Il y a quelques semaines, après l'attaque de Vavoua, qui avait fait 6 morts originaires du Nord, Alassane Ouattara avait donné 48H afin que les FRCI regagnent leurs casernes. Jusqu'à aujourd'hui, l'opération n'est pas encore terminée.

« Nous renforçons actuellement nos relations militaires et sécuritaires afin de lutter contre le banditisme transfrontalier, la piraterie maritime, le trafic de drogue et de stupéfiants, la prolifération des armes et le terrorisme. Nous souhaitons la reprise et le renforcement de la coopération militaire avec les Etats-Unis », a plaidé l’ex-Directeur général-adjoint du Fonds monétaire internationale (Fmi), réaffirmant son engagement à « lutter contre les pires formes du travail des enfants ». Alassane Ouattara a confié à la presse qu’il y a « une totale convergence de vues concernant les questions diplomatiques internationales » entre les autorités ivoiriennes et américaines.

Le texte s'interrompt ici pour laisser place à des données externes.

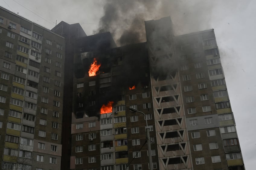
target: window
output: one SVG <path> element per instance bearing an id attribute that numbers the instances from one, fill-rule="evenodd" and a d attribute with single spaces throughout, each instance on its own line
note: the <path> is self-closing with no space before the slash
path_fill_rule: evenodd
<path id="1" fill-rule="evenodd" d="M 12 33 L 11 33 L 10 32 L 7 32 L 7 36 L 13 39 L 15 38 L 15 34 L 13 34 Z"/>
<path id="2" fill-rule="evenodd" d="M 60 50 L 62 50 L 62 45 L 60 45 L 57 44 L 56 44 L 56 47 L 57 47 L 57 48 L 58 49 L 59 49 Z"/>
<path id="3" fill-rule="evenodd" d="M 50 78 L 44 76 L 43 78 L 43 81 L 45 82 L 49 83 L 50 82 Z"/>
<path id="4" fill-rule="evenodd" d="M 91 81 L 89 82 L 89 86 L 93 86 L 96 85 L 96 82 L 95 81 Z"/>
<path id="5" fill-rule="evenodd" d="M 42 125 L 46 125 L 46 120 L 44 119 L 40 119 L 39 124 Z"/>
<path id="6" fill-rule="evenodd" d="M 202 147 L 202 144 L 194 145 L 193 146 L 194 147 L 194 151 L 198 151 L 199 150 L 203 150 L 203 148 Z"/>
<path id="7" fill-rule="evenodd" d="M 196 164 L 204 164 L 204 158 L 203 157 L 196 158 Z"/>
<path id="8" fill-rule="evenodd" d="M 89 156 L 89 163 L 93 163 L 96 162 L 96 156 Z"/>
<path id="9" fill-rule="evenodd" d="M 23 102 L 23 101 L 22 100 L 11 98 L 10 103 L 16 106 L 22 107 Z"/>
<path id="10" fill-rule="evenodd" d="M 62 58 L 62 55 L 59 53 L 56 53 L 56 57 L 61 59 Z"/>
<path id="11" fill-rule="evenodd" d="M 5 103 L 6 98 L 3 96 L 0 96 L 0 102 Z"/>
<path id="12" fill-rule="evenodd" d="M 9 24 L 9 26 L 11 26 L 11 28 L 12 28 L 15 29 L 16 29 L 16 24 L 15 24 L 10 22 Z"/>
<path id="13" fill-rule="evenodd" d="M 51 139 L 54 140 L 58 140 L 58 134 L 52 133 L 51 134 Z"/>
<path id="14" fill-rule="evenodd" d="M 75 159 L 75 164 L 82 164 L 83 158 L 79 158 Z"/>
<path id="15" fill-rule="evenodd" d="M 209 143 L 209 147 L 210 149 L 215 149 L 219 148 L 218 143 Z"/>
<path id="16" fill-rule="evenodd" d="M 45 144 L 43 143 L 38 142 L 38 149 L 45 149 Z"/>
<path id="17" fill-rule="evenodd" d="M 34 129 L 35 128 L 33 127 L 23 125 L 22 125 L 22 131 L 24 132 L 34 134 Z"/>
<path id="18" fill-rule="evenodd" d="M 203 109 L 203 112 L 210 112 L 211 111 L 210 106 L 205 106 L 202 107 L 202 108 Z"/>
<path id="19" fill-rule="evenodd" d="M 184 75 L 182 76 L 182 79 L 183 81 L 187 81 L 190 80 L 191 79 L 190 75 Z"/>
<path id="20" fill-rule="evenodd" d="M 36 116 L 34 115 L 25 113 L 23 113 L 23 119 L 27 120 L 29 121 L 34 122 L 35 118 Z"/>
<path id="21" fill-rule="evenodd" d="M 189 69 L 188 65 L 184 65 L 181 66 L 181 71 L 187 70 Z"/>
<path id="22" fill-rule="evenodd" d="M 52 127 L 53 128 L 59 128 L 59 123 L 57 122 L 52 122 Z"/>
<path id="23" fill-rule="evenodd" d="M 9 42 L 7 41 L 6 43 L 5 44 L 5 46 L 6 47 L 9 47 L 9 48 L 13 48 L 13 44 L 12 43 L 10 42 Z"/>
<path id="24" fill-rule="evenodd" d="M 45 57 L 45 61 L 46 63 L 49 63 L 49 64 L 50 64 L 51 60 L 49 58 L 48 58 L 47 57 Z"/>
<path id="25" fill-rule="evenodd" d="M 30 40 L 23 36 L 20 36 L 19 40 L 27 44 L 30 44 Z"/>
<path id="26" fill-rule="evenodd" d="M 112 129 L 107 129 L 103 130 L 101 131 L 101 136 L 108 136 L 111 135 L 113 134 L 113 131 Z"/>
<path id="27" fill-rule="evenodd" d="M 216 109 L 223 109 L 224 108 L 229 108 L 230 107 L 229 105 L 229 102 L 228 101 L 222 102 L 215 104 Z"/>
<path id="28" fill-rule="evenodd" d="M 112 123 L 112 119 L 111 118 L 104 119 L 101 120 L 101 125 L 106 125 Z"/>
<path id="29" fill-rule="evenodd" d="M 195 63 L 195 68 L 198 69 L 203 67 L 203 64 L 201 63 Z"/>
<path id="30" fill-rule="evenodd" d="M 213 80 L 211 82 L 211 83 L 212 84 L 212 87 L 221 85 L 225 84 L 225 81 L 224 80 L 224 79 L 218 79 L 218 80 Z"/>
<path id="31" fill-rule="evenodd" d="M 235 131 L 235 126 L 220 127 L 220 133 L 231 133 Z"/>
<path id="32" fill-rule="evenodd" d="M 59 117 L 59 112 L 56 111 L 53 111 L 53 116 Z"/>
<path id="33" fill-rule="evenodd" d="M 57 107 L 59 107 L 59 102 L 53 100 L 53 106 Z"/>
<path id="34" fill-rule="evenodd" d="M 197 111 L 196 110 L 196 108 L 195 107 L 188 108 L 187 109 L 187 113 L 189 114 L 192 114 L 193 113 L 196 113 Z"/>
<path id="35" fill-rule="evenodd" d="M 129 95 L 129 99 L 130 100 L 135 100 L 136 98 L 137 97 L 136 97 L 136 94 Z"/>
<path id="36" fill-rule="evenodd" d="M 126 122 L 126 117 L 125 116 L 117 117 L 114 118 L 114 123 L 125 122 Z"/>
<path id="37" fill-rule="evenodd" d="M 227 96 L 228 93 L 227 92 L 227 90 L 226 90 L 213 91 L 213 97 L 219 97 Z"/>
<path id="38" fill-rule="evenodd" d="M 7 58 L 11 58 L 12 56 L 12 54 L 10 53 L 9 52 L 8 52 L 7 51 L 5 51 L 5 57 L 7 57 Z"/>
<path id="39" fill-rule="evenodd" d="M 79 123 L 76 125 L 76 129 L 82 129 L 83 128 L 83 124 L 82 123 Z"/>
<path id="40" fill-rule="evenodd" d="M 136 164 L 133 165 L 134 170 L 142 170 L 142 166 L 141 164 Z"/>
<path id="41" fill-rule="evenodd" d="M 58 71 L 56 71 L 55 75 L 55 76 L 57 76 L 57 77 L 60 77 L 61 76 L 61 74 Z"/>
<path id="42" fill-rule="evenodd" d="M 46 115 L 47 114 L 47 109 L 41 107 L 41 113 Z"/>
<path id="43" fill-rule="evenodd" d="M 195 101 L 195 99 L 194 98 L 194 96 L 186 97 L 186 103 L 191 103 L 194 101 Z"/>
<path id="44" fill-rule="evenodd" d="M 191 136 L 192 138 L 200 138 L 200 132 L 199 131 L 195 131 L 191 132 Z"/>
<path id="45" fill-rule="evenodd" d="M 96 145 L 94 144 L 89 145 L 89 150 L 96 150 Z"/>
<path id="46" fill-rule="evenodd" d="M 46 39 L 46 44 L 49 44 L 50 45 L 53 45 L 53 42 L 51 41 L 49 39 Z"/>
<path id="47" fill-rule="evenodd" d="M 139 132 L 138 127 L 132 128 L 132 133 L 137 133 Z"/>
<path id="48" fill-rule="evenodd" d="M 149 92 L 146 92 L 146 93 L 142 93 L 142 98 L 146 98 L 146 97 L 149 97 L 150 96 Z"/>
<path id="49" fill-rule="evenodd" d="M 18 144 L 19 143 L 19 137 L 6 134 L 5 135 L 5 141 Z"/>
<path id="50" fill-rule="evenodd" d="M 204 88 L 207 88 L 207 86 L 206 85 L 206 83 L 202 83 L 198 84 L 199 89 L 203 89 Z"/>
<path id="51" fill-rule="evenodd" d="M 189 121 L 189 124 L 190 126 L 196 126 L 198 125 L 197 123 L 197 119 L 194 119 L 193 120 L 190 120 Z"/>
<path id="52" fill-rule="evenodd" d="M 237 139 L 236 138 L 223 140 L 223 144 L 225 146 L 236 145 L 238 144 L 238 141 Z"/>
<path id="53" fill-rule="evenodd" d="M 184 91 L 192 91 L 192 86 L 191 85 L 188 85 L 185 86 L 184 88 Z"/>
<path id="54" fill-rule="evenodd" d="M 46 134 L 46 132 L 42 131 L 38 131 L 38 136 L 40 137 L 43 137 L 43 138 L 45 138 L 45 134 Z"/>
<path id="55" fill-rule="evenodd" d="M 96 122 L 89 122 L 89 127 L 92 128 L 96 127 Z"/>
<path id="56" fill-rule="evenodd" d="M 1 73 L 1 78 L 3 79 L 5 79 L 5 80 L 8 80 L 9 74 L 2 73 Z"/>
<path id="57" fill-rule="evenodd" d="M 140 151 L 135 151 L 133 152 L 133 158 L 140 158 L 141 157 Z"/>
<path id="58" fill-rule="evenodd" d="M 37 33 L 35 32 L 33 32 L 32 33 L 32 36 L 35 37 L 37 39 L 39 39 L 39 40 L 42 40 L 42 36 L 38 33 Z"/>
<path id="59" fill-rule="evenodd" d="M 226 158 L 227 160 L 242 159 L 242 156 L 240 152 L 231 153 L 226 154 Z"/>
<path id="60" fill-rule="evenodd" d="M 83 147 L 82 146 L 79 146 L 76 147 L 75 147 L 75 152 L 83 152 Z"/>
<path id="61" fill-rule="evenodd" d="M 21 125 L 12 122 L 8 122 L 7 124 L 7 128 L 20 131 L 21 130 Z"/>
<path id="62" fill-rule="evenodd" d="M 212 156 L 212 162 L 213 163 L 216 163 L 221 162 L 220 159 L 220 156 Z"/>
<path id="63" fill-rule="evenodd" d="M 222 73 L 222 69 L 221 68 L 214 70 L 210 70 L 209 71 L 210 76 L 214 76 L 221 74 Z"/>
<path id="64" fill-rule="evenodd" d="M 222 121 L 228 120 L 232 120 L 232 113 L 227 113 L 219 115 L 219 121 Z"/>
<path id="65" fill-rule="evenodd" d="M 212 130 L 208 130 L 206 131 L 207 133 L 207 136 L 216 136 L 216 132 L 215 130 L 214 129 Z"/>
<path id="66" fill-rule="evenodd" d="M 206 124 L 210 124 L 213 123 L 213 118 L 207 117 L 204 118 L 204 122 Z"/>

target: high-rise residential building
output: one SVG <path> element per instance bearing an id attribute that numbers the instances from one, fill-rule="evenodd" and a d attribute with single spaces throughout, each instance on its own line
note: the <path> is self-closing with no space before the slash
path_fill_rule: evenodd
<path id="1" fill-rule="evenodd" d="M 60 169 L 64 38 L 0 7 L 2 169 Z"/>
<path id="2" fill-rule="evenodd" d="M 154 169 L 244 170 L 213 29 L 166 17 L 117 47 L 0 11 L 2 169 L 146 170 L 149 151 Z"/>

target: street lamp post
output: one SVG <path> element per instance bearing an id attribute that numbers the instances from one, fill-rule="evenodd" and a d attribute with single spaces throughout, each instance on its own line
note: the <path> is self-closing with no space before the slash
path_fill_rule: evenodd
<path id="1" fill-rule="evenodd" d="M 153 170 L 153 163 L 152 160 L 152 153 L 151 152 L 150 137 L 149 135 L 149 128 L 148 126 L 148 121 L 147 120 L 147 116 L 145 114 L 145 113 L 142 112 L 138 111 L 137 110 L 132 107 L 129 107 L 129 110 L 132 112 L 141 113 L 143 114 L 144 115 L 144 116 L 145 116 L 145 119 L 146 120 L 146 125 L 147 126 L 147 128 L 146 128 L 146 137 L 147 138 L 147 143 L 148 144 L 148 153 L 149 153 L 149 170 Z"/>

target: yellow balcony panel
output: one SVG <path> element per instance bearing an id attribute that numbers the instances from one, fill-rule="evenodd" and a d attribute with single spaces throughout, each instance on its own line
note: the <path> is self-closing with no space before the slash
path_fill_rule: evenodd
<path id="1" fill-rule="evenodd" d="M 26 58 L 28 58 L 28 54 L 18 50 L 17 51 L 17 54 L 20 55 Z"/>
<path id="2" fill-rule="evenodd" d="M 12 134 L 15 136 L 20 136 L 20 133 L 21 131 L 14 130 L 14 129 L 11 129 L 7 128 L 6 129 L 6 133 L 9 134 Z"/>
<path id="3" fill-rule="evenodd" d="M 124 146 L 120 146 L 116 147 L 116 152 L 119 152 L 119 151 L 123 151 L 124 150 L 128 150 L 128 147 L 126 145 Z"/>
<path id="4" fill-rule="evenodd" d="M 4 155 L 3 160 L 16 162 L 17 161 L 17 159 L 18 157 L 17 156 Z"/>
<path id="5" fill-rule="evenodd" d="M 24 85 L 23 85 L 22 84 L 21 84 L 21 83 L 19 83 L 15 82 L 13 82 L 12 85 L 13 85 L 13 86 L 15 86 L 20 88 L 22 88 L 22 89 L 25 89 Z"/>
<path id="6" fill-rule="evenodd" d="M 213 91 L 216 91 L 216 90 L 224 90 L 227 89 L 226 85 L 223 85 L 215 86 L 213 87 Z"/>
<path id="7" fill-rule="evenodd" d="M 12 122 L 18 123 L 21 123 L 21 119 L 19 119 L 17 117 L 14 117 L 9 116 L 8 117 L 8 121 Z"/>
<path id="8" fill-rule="evenodd" d="M 226 126 L 227 125 L 231 125 L 234 124 L 234 120 L 228 120 L 219 121 L 219 125 L 221 126 Z"/>
<path id="9" fill-rule="evenodd" d="M 123 164 L 128 163 L 129 159 L 128 158 L 119 158 L 116 159 L 116 164 Z"/>
<path id="10" fill-rule="evenodd" d="M 20 106 L 18 106 L 16 105 L 14 105 L 11 104 L 10 104 L 10 108 L 11 109 L 13 109 L 19 111 L 21 112 L 22 112 L 22 107 Z"/>
<path id="11" fill-rule="evenodd" d="M 12 97 L 17 99 L 20 99 L 20 100 L 24 100 L 24 96 L 21 95 L 20 94 L 17 94 L 17 93 L 12 93 L 11 96 Z"/>
<path id="12" fill-rule="evenodd" d="M 126 139 L 127 138 L 127 134 L 116 134 L 114 135 L 115 139 Z"/>
<path id="13" fill-rule="evenodd" d="M 213 69 L 216 69 L 219 68 L 221 67 L 221 66 L 220 64 L 213 64 L 213 65 L 210 65 L 208 66 L 208 70 Z"/>
<path id="14" fill-rule="evenodd" d="M 18 53 L 18 52 L 17 52 L 17 53 Z M 18 61 L 17 60 L 16 60 L 16 64 L 19 66 L 21 66 L 23 67 L 24 68 L 26 68 L 27 67 L 27 64 L 25 64 L 24 63 L 22 63 L 22 62 L 21 62 L 20 61 Z"/>
<path id="15" fill-rule="evenodd" d="M 12 148 L 13 149 L 18 149 L 18 144 L 14 144 L 14 143 L 8 142 L 5 142 L 5 147 Z"/>
<path id="16" fill-rule="evenodd" d="M 240 165 L 243 164 L 243 160 L 242 160 L 242 159 L 227 160 L 227 162 L 228 163 L 228 166 L 229 166 L 235 165 Z"/>
<path id="17" fill-rule="evenodd" d="M 126 122 L 120 122 L 120 123 L 117 123 L 114 124 L 114 128 L 125 127 L 126 126 Z"/>
<path id="18" fill-rule="evenodd" d="M 125 116 L 125 111 L 121 111 L 121 112 L 117 112 L 117 113 L 114 112 L 114 117 L 118 117 L 119 116 Z"/>
<path id="19" fill-rule="evenodd" d="M 225 108 L 225 109 L 220 109 L 217 110 L 217 113 L 218 114 L 222 114 L 223 113 L 231 113 L 231 110 L 230 108 Z"/>
<path id="20" fill-rule="evenodd" d="M 229 97 L 228 97 L 228 96 L 223 96 L 223 97 L 214 98 L 214 101 L 215 103 L 224 101 L 228 100 L 229 100 Z"/>
<path id="21" fill-rule="evenodd" d="M 119 101 L 117 103 L 117 104 L 115 106 L 120 106 L 120 105 L 124 105 L 125 104 L 125 100 Z"/>

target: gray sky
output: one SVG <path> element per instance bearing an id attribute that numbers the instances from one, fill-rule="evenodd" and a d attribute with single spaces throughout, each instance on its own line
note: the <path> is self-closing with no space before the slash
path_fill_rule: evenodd
<path id="1" fill-rule="evenodd" d="M 256 1 L 159 2 L 162 6 L 157 5 L 157 10 L 146 15 L 145 20 L 170 16 L 176 35 L 214 29 L 245 167 L 254 169 Z M 0 0 L 0 5 L 50 29 L 55 26 L 56 20 L 57 23 L 62 20 L 79 23 L 88 35 L 98 28 L 105 2 L 103 0 Z M 129 22 L 126 24 L 129 26 Z"/>

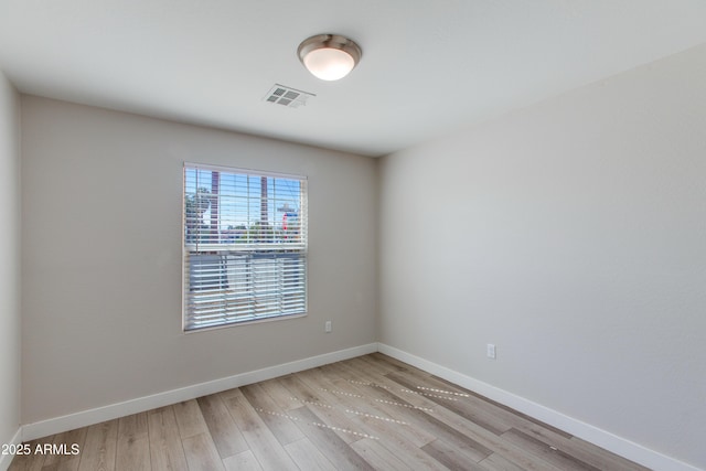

Arrivée à Abidjan, lundi 16 janvier 2012, en provenance de Monrovia, Hillary Clinton a quitté la capitale économique ivoirienne, hier après-midi, pour le Togo et le Cap vert.
Elle n’a rencontré aucun parti de l’opposition, dont le FPI-CNRD, qui avait pourtant des choses importantes à lui communiquer pour la bonne marche de nation. Cela restera le point faible de la visite d'Hilary Clinton sur les bords de la lagune ébrié.

Nous y reviendrons.

Patrice Lecomte

Les vérités d’Hillary Clinton à Ouattara, par JEUNE AFRIQUE

Le tête-à-tête à Abidjan entre la secrétaire d’Etat américaine Hilary Clinton et le président ivoirien Alassane Ouattara commence à livrer quelques secrets. (…)
Au cours de la conférence de presse suivant la rencontre Hillary Clinton - Alassane Ouattara, mardi 17 janvier à Abidjan, la langue de bois diplomatique a été bien respectée, l’envoyée de Barack Obama se disant satisfaite des derniers progrès enregistrés en Côte d'Ivoire, avec notamment l’organisation des élections législatives pacifiques du 11 décembre dernier. Mais en privé, la chef de la diplomatie américaine n’a pas hésité à employer son franc-parler habituel avec son interlocuteur.
De sources diplomatiques américaines, il a été fortement recommandé au chef de l’État ivoirien de former un gouvernement de réconciliation nationale avec, à la clé, le départ de l’actuel Premier ministre. « Les États-Unis souhaitent que Guillaume Soro et tous les proches du pouvoir qui auraient pu commettre des crimes et exactions comparaissent devant la Cour pénale internationale (CPI), même en qualité de simples témoins. Ce message très clair a été passé au président ivoirien », confie une source américaine consultée par Jeune Afrique.
L’instauration d’un État de droit, avec moins d’immixtions d’hommes politiques et de militaires dans les affaires de la justice semble être une priorité pour les Américains. Lesquels conditionnent l’octroi de leurs aides dans plusieurs domaines, notamment dans la santé, l’éducation, la sécurité, l’économie et l’agriculture, à des progrès dans la bonne gouvernance. Une position qui rejoint celle de la France, qui doit également envoyer des émissaires de haut rang cette semaine.